"Come on, Josh! Come on baby!" a voice shouted from the sideline.
Out came another three reps. With a final push, the captain was finished with his set.
Twenty-five reps of 225 pounds. Solid.
(Check out video of Gaines benching: )
Satisfied and shirt-drenched, Gaines reached for a grape Gatorade, his reward for expelling all he had to lift the bar.
Thousand of reps and hundreds of empty Gatorade bottles later, the sixth annual Lift For Life Challenge came to a close. As Gaines and his teammates completed the 11 different exercises and headed to the sideline, knees buckling with fatigue, it was clear the players had given everything they had for the fans, for their teammates and for the cause.
Lift For Life, which is staged by the Penn State football team's chapter of Uplifting Athletes, raises money for the fight against kidney cancer. This year, the organization topped the $300,000 mark in money raised all-time for the cause.
"This was great for the competition," senior lineman A.Q. Shipley said. "Anytime you can get good competition it's great for you."
Gaines and Shipley comprised half of the team which called themselves, "Can I get an Encore," alluding to their title the year before. In all, 24 teams took part in Lift For Life, keeping fans and spectators' undivided attention, but more importantly, helping a terrific cause.
For the fans, the goal of Lift For Life was simple: come watch their favorite Penn State players, try to get an autograph or two, and acclimate themselves into another football season in Happy Valley.
For the players themselves, the challenge was just that — challenging.

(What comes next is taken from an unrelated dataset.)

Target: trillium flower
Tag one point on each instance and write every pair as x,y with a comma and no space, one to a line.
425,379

Nearly a dozen events, each testing the strength and endurance of the athletes, created a virtual "workout from hell.
Events like tire flipping, leg pressing and endurance jumping left the players exhausted, with jaws dropped open for air, and T-shirts being used as sweat towels.
By the time each team made it to the final event, the giant tire flip, it was all mental. Continuous shouts of encouragement from players were drowned out by the groans and grunts of the athlete competing.
In the end, a team named A Million Here, A Million There won the crown. It was made up of quarterback Daryll Clark, tight ends Mickey Shuler and Greg Miskinis, and linebacker Josh Hull. Shipley's crew finished second, and Up And Coming (receiver Jesse Alfreno, running back Brandon Beachum, tight end Andrew Szczerba and linebacker Nate Stupar) were in third before the final criteria (money raised) came into play.
When the extra criteria figured in, The Real Deihl (receiver Brett Brackett, offensive linemen Mike Lucian and Rich Ohrnberger, and safety Mark Rubin) finished tied for third. Brackett is the president of PSU Uplifting Athletes.
Scattered along the outskirts of the lifting areas were even more shouts from admiring fans, proud family members and assorted alumni who returned to catch a glimpse of their former proteges.
It was a day of sacrifice and a day of fighting adversities, similar to the sacrifices and adversities those with cancer face every day but nearly to the same scope.
And though the players realize the pain they experienced Friday was simply a microcosm of the pain those with kidney cancer can face for many years, it was a humbling experience for them.
With fatigued expressions on their faces, and similar mannerisms as the players finished up their workouts, it was clear Lift For Life had a bigger purpose behind it, one all of the players embraced and reflected in their exercises.
"We're all out here for one goal and one cause," Clark said. "As you can see, there's a lot of people here and more than last year. It's a real successful thing for the team."